Summary Statistics (DB)
Provides useful summary information for the selected columns of the data set passed by the preceding operator.
Information at a Glance
Parameter |
Description |
---|---|
Category | Explore |
Data source type | DB |
Send output to other operators | No |
Data processing tool | n/a |
Input
A data set from the preceding operator.
Restrictions
The Summary Statistics operator does not work with generic JDBC data sets. See the Summary Statistics (DB).
Configuration
Parameter | Description |
---|---|
Notes | Notes or helpful information about this operator's parameter settings. When you enter content in the Notes field, a yellow asterisk appears on the operator. |
Columns | Select the numeric columns for which the summary statistics should be displayed.
|
Group By | Click Select Columns to open the dialog for selecting the available columns from the input dataset to group results by. |
Calculate the Number of Distinct Values (slower) |
Determines whether to calculate the number of distinct values for selected columns. Calculating distinct values can add significant processing time. Default value: Yes |
Number of most Common Values to Display |
Determines the maximum number of the most common values to output for each column. Only enabled if Calculate the Number of Distinct Values is enabled. |
Output Schema | The schema for the output table or view. |
Output Table | Specify the table path and name where the output of the results is generated. By default, this is a unique table name based on your user ID, workflow ID, and operator. |
Storage Parameters | Advanced database settings for the operator output. Available only for
TABLE output.
See Storage Parameters dialog for more information. |
Drop If Exists | Specifies whether to overwrite an existing table.
|
Output
A table that displays the analysis results of the selected fields. The following list shows the default table contents.
- Name
- Data type
- Count
- Unique value count
- Null value count
- Empty value count
- Zero value count
- Min value
- 25% (approx.) - Approximate 25% value for numerical columns.

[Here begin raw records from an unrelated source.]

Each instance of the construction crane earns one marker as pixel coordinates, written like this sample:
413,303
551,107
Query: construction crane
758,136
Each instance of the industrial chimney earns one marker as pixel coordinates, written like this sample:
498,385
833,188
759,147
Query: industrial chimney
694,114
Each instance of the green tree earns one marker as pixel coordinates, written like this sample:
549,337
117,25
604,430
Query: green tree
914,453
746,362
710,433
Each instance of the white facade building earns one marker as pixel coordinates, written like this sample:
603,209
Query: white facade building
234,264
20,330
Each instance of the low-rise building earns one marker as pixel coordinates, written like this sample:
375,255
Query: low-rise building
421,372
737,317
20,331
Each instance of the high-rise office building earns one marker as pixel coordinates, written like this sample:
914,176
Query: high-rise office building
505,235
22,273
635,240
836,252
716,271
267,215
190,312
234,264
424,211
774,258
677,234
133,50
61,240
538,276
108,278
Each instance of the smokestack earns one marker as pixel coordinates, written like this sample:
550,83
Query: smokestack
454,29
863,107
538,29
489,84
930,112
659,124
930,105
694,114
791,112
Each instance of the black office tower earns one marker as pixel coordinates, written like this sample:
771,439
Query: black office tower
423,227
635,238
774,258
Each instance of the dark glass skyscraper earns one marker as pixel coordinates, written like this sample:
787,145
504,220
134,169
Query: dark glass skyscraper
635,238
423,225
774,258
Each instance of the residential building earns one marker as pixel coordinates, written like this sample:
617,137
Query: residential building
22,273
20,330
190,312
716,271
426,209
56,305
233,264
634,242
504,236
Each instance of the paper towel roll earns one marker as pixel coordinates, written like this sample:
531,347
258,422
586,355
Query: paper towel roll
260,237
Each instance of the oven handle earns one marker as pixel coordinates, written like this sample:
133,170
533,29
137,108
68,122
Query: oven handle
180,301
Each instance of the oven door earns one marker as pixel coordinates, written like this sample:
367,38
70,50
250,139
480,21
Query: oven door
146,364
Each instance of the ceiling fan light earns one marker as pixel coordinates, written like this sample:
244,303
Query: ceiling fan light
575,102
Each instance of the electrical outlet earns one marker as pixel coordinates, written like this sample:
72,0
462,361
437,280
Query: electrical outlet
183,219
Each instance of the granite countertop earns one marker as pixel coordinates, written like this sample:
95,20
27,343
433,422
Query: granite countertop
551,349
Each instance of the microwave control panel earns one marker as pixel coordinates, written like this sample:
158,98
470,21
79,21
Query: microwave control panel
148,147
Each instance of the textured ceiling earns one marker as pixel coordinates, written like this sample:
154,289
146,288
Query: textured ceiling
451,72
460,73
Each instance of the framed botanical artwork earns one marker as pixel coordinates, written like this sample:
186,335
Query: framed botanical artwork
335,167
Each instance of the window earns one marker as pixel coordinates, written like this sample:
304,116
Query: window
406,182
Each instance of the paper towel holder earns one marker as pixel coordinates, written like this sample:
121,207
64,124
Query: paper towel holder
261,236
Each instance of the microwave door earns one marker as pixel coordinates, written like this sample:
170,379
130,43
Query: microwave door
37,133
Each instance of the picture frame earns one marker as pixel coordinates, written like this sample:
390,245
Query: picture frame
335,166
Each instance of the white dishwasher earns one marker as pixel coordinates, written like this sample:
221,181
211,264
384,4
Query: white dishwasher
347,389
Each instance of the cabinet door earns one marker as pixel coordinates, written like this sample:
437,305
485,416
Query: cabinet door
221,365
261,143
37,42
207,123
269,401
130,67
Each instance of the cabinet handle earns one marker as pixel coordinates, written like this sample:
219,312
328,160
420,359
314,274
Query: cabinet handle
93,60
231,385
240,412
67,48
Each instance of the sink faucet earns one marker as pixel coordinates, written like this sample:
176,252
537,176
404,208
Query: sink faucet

- Median (approx.) - Approximate median value for numerical columns.
- 75% (approx.) - Approximate 75% value for numerical columns.
- Maximum value
- Standard deviation
- Average
- Positive value count
- Negative value count
- Most Common (Value) - The most common value for the column.
- Most Common (Percentage) - The percentage of the total which are the most common value.
- 2nd Most Common (Value) - The second most common value.
- 2nd Most Common (Value) - The percentage of the total which are the second most common value.